TRAIN drivers’ union Aslef has called on First Minister Nicola Sturgeon to sack “incompetent” Transport Minister Humza Yousaf in the wake of Scotland’s ongoing “rail crisis.”

The call follows months of severe delays and disruptions across ScotRail services, which led to Transport Scotland forcing ScotRail to produce an improvement plan in September.

Aslef general secretary Mick Whelan branded the Scottish government’s response to the situation “pathetic” and said Mr Yousaf “stood by while Abellio ScotRail takes Scotland’s passengers and taxpayers for a ride.”

Mr Whelan called on Ms Sturgeon to take personal responsibility for this situation as it was her government that had awarded the contract to the company.

He also urged Ms Sturgeon to “sack her incompetent Transport Minister” and “do the decent thing and return the railway to public ownership.”

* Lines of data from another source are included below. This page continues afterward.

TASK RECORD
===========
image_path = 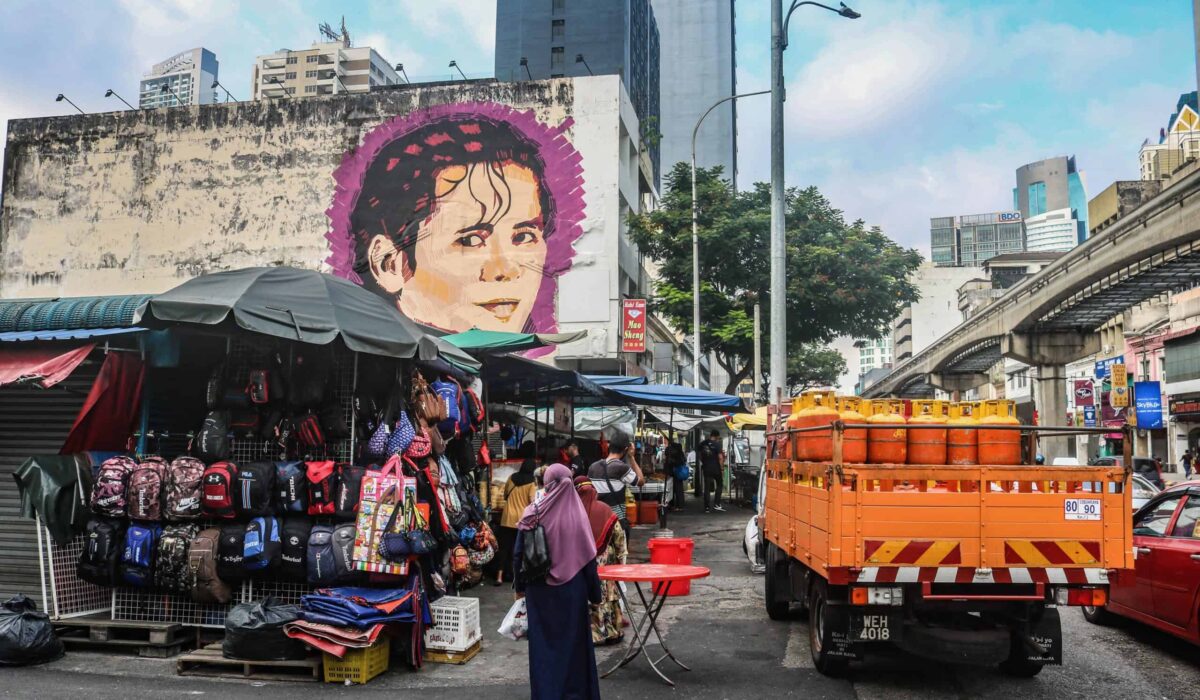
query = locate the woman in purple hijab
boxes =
[512,465,601,700]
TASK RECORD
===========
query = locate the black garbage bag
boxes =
[221,598,308,662]
[0,594,62,666]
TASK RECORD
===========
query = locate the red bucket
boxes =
[647,537,696,596]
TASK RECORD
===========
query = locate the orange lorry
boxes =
[760,409,1134,676]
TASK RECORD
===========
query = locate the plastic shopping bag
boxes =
[496,598,529,641]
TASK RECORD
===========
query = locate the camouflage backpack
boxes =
[154,525,199,594]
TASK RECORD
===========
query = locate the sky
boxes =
[0,0,1196,256]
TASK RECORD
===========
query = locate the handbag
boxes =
[521,501,551,584]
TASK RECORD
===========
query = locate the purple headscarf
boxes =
[517,465,596,586]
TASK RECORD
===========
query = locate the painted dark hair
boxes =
[349,114,556,293]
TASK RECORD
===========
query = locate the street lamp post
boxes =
[696,87,770,389]
[767,0,859,403]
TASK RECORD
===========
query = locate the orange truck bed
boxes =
[763,460,1134,585]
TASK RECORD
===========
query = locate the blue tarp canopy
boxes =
[604,384,746,413]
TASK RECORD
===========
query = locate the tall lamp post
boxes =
[696,87,770,389]
[768,0,859,402]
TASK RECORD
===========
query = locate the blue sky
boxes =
[0,0,1196,255]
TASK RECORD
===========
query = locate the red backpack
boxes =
[200,462,238,517]
[125,457,167,520]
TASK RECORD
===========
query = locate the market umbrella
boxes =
[443,328,588,353]
[133,268,479,371]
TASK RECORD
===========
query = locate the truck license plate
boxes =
[1062,498,1100,520]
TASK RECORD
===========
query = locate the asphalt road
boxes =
[0,499,1200,700]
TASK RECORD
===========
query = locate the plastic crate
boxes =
[325,636,391,683]
[425,596,484,652]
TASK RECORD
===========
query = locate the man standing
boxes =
[696,430,725,513]
[588,433,646,536]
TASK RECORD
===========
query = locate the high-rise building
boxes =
[929,211,1025,268]
[251,22,402,100]
[654,0,734,181]
[496,0,667,186]
[1013,156,1087,250]
[138,48,217,109]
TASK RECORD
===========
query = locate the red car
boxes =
[1084,480,1200,644]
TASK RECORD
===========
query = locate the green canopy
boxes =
[443,328,588,353]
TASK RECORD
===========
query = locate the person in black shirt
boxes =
[696,430,725,513]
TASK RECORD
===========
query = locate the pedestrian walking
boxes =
[575,477,629,645]
[512,463,602,700]
[696,430,725,513]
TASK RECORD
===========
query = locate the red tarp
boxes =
[0,343,96,389]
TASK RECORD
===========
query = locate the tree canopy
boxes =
[629,163,922,393]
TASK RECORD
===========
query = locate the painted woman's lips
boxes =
[475,299,521,321]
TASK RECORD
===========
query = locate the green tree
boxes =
[629,163,922,393]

However, Mr Yousaf insisted on his right to stay in the post, saying he was “committed” to his job and “monitoring things absolutely closely.”

A train breakdown in Edinburgh during Thursday morning’s rush hour caused travel chaos for commuters, and Ms Sturgeon apologised for the disruption after Scottish Labour leader Kezia Dugdale raised the issue at First Minister’s questions.

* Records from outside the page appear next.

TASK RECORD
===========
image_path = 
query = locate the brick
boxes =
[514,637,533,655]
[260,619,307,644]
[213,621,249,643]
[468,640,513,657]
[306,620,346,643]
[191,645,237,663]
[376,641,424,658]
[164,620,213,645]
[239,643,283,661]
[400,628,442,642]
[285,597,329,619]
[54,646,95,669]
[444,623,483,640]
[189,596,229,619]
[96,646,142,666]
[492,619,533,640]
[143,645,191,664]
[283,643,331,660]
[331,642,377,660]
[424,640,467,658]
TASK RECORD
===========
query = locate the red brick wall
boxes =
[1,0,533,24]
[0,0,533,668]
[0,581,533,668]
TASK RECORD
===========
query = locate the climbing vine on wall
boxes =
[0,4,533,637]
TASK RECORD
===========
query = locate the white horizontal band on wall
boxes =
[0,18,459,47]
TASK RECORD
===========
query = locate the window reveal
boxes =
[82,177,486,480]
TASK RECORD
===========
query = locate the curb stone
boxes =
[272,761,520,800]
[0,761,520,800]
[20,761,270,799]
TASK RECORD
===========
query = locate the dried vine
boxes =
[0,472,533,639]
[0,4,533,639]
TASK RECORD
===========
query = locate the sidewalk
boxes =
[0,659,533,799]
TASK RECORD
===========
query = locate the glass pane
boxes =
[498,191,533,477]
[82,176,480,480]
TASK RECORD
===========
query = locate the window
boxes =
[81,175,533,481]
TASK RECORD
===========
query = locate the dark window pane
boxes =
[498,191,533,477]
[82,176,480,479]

The train came to a halt between Waverley and Haymarket stations, which was “probably the worst place in the country” for it to happen, ScotRail told the First Minister.

New figures revealed that ScotRail’s “public performance measure” fell to 72.5 per cent following the breakdown, and on express services the measure was only 50.8 per cent, which means that only half of trains arrived or terminated within five minutes of their scheduled arrival time.

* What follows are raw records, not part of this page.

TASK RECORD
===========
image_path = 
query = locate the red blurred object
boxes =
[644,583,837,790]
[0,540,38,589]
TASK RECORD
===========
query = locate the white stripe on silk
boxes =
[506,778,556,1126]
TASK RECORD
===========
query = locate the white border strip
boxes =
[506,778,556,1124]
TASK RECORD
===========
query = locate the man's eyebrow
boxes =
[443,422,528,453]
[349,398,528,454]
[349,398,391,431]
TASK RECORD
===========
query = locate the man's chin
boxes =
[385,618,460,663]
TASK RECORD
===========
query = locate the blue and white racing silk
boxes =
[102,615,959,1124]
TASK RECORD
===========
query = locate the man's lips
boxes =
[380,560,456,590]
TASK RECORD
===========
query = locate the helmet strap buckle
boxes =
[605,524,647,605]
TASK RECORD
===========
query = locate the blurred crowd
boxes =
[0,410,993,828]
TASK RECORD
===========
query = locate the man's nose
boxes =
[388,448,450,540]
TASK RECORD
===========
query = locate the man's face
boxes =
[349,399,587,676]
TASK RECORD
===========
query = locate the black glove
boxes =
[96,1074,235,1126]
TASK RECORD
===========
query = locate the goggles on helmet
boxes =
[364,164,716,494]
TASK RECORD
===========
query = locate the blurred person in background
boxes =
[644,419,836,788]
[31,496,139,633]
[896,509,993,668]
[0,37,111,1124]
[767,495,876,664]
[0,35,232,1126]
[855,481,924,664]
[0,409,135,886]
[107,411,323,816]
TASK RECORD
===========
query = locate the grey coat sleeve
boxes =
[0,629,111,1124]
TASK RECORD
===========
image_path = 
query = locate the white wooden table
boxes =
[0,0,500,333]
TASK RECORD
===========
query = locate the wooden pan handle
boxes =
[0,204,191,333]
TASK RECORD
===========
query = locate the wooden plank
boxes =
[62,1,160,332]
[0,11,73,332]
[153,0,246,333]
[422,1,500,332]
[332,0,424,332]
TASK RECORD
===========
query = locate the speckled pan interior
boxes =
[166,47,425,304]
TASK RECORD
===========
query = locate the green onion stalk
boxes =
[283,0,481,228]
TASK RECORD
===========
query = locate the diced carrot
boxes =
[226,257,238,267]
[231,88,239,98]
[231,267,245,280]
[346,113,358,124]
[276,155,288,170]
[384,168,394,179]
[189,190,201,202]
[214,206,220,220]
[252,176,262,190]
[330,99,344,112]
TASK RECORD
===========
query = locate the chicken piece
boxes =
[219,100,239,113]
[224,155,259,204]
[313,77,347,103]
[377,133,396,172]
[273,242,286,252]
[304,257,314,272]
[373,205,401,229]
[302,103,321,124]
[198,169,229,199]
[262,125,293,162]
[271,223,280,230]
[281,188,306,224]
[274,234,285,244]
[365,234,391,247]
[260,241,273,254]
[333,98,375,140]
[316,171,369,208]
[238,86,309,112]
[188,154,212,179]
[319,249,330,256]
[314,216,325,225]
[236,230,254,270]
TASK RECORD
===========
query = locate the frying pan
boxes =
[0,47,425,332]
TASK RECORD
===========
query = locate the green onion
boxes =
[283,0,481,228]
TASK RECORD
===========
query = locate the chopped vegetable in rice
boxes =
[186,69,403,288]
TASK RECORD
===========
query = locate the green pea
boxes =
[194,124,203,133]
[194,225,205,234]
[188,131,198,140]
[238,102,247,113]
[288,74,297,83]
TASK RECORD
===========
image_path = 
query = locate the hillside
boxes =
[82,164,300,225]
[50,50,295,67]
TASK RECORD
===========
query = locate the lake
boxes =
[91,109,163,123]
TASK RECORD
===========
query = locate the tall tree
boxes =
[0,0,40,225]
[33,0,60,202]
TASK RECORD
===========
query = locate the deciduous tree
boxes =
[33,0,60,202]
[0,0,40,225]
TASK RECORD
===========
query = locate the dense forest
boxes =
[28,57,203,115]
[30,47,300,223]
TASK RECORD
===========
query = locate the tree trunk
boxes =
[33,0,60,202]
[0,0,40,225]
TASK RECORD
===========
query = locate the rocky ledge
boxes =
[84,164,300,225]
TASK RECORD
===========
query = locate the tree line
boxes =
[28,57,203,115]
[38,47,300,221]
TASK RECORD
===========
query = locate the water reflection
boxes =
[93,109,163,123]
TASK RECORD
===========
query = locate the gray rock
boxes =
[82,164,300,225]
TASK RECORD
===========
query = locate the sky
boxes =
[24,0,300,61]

Scottish Labour transport spokesman Neil Bibby MSP said Mr Yousaf was “losing the confidence of the travelling public and the men and women who drive Scotland’s trains.”

Mr Bibby called for passengers to be adequately compensated and for improvements to be made quickly.

Ministers have warned ScotRail it could lose the contract if train performance does not improve.

Mr Yousaf told the BBC’s Good Morning Scotland programme that the option to terminate the contract was there.

However, he added: “I don’t think we’re at that stage, but certainly all options are on the table.”

ScotRail Alliance managing director Phil Verster apologised for the delays and pledged to learn from the Edinburgh breakdown.